Cogito v1 includes models with 3B, 8B, 14B, 32B, and 70B parameters, all available on Hugging Face, Ollama, and via APIs through Fireworks AI and Together AI. These models are released under Meta’s LLaMA license, which allows for commercial use by organizations with up to 700 million monthly users—beyond that, a paid license from Meta is required.

The company also plans to launch larger models soon, including versions with 109B, 400B, and 671B parameters, as well as Mixture-of-Experts (MoE) variants.

Unique Training Method: Iterated Distillation and Amplification (IDA)

Instead of relying on traditional training techniques like RLHF (Reinforcement Learning from Human Feedback), Deep Cogito uses a method called Iterated Distillation and Amplification (IDA). This process gives the model more computing power to find better answers, then teaches the model to internalize those improved thought processes—essentially creating a loop of continuous improvement. Arora compares it to AlphaGo’s self-play, but applied to natural language understanding.

Strong Performance Across Benchmarks

Deep Cogito’s models show impressive performance on industry-standard benchmarks:

Cogito 3B (Standard) beats LLaMA 3.2 3B by 6.7 points on MMLU and 18.8 points on Hellaswag.
In reasoning mode, Cogito 3B scores 72.6% on MMLU and 84.2% on ARC, improving significantly over standard mode.
Cogito 8B (Standard) scores 80.5% on MMLU, outperforming LLaMA 3.1 8B by over 12 points.
In reasoning mode, it reaches 83.1% on MMLU and 92.0% on ARC, surpassing DeepSeek R1 Distill 8B in most areas except the MATH benchmark.
Cogito 14B and 32B models outperform Qwen2.5 counterparts by 2–3 points on average.
Cogito 70B (Standard) outperforms LLaMA 3.3 70B and even exceeds LLaMA 4 Scout 109B on aggregate benchmarks.

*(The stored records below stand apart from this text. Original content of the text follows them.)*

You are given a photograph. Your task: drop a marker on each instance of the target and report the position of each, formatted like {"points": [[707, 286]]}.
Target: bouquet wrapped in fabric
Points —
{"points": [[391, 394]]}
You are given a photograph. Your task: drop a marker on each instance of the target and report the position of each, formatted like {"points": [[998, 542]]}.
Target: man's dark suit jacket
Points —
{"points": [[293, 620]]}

In reasoning mode, it achieves 91.0% on MMLU and 92.7% on MGSM.
While the models excel in reasoning, there are trade-offs—particularly in complex math tasks where DeepSeek R1 still holds an edge.

Tool-Calling Capabilities

Deep Cogito also tested its models for tool usage, which is becoming vital for AI agents and APIs.

Cogito 3B supports native tool-calling across four types: simple, parallel, multiple, and parallel-multiple.
It scored 92.8% on simple tasks and over 91% on multi-tool calls.
Cogito 8B performed consistently well, scoring above 89% in all tool-calling tasks—far ahead of LLaMA 3.1 8B, which ranged from 35% to 54%.

These results are due to a mix of architectural choices, training data, and task-specific post-training, which many competing models currently lack.

What’s Next?

Deep Cogito plans to release even larger and more capable models, with updates to current versions as training continues. The company views IDA as a long-term solution for building scalable, self-improving AI without depending on human feedback or fixed teacher models.

Arora stressed that while benchmark scores are important, real-world utility and adaptability are the ultimate goals—and that this is only the beginning of what could be a rapid evolution.

Industry Partnerships

Deep Cogito is collaborating with infrastructure and research partners including Hugging Face, RunPod, Fireworks AI, Together AI, and Ollama. All released models are open source and available now.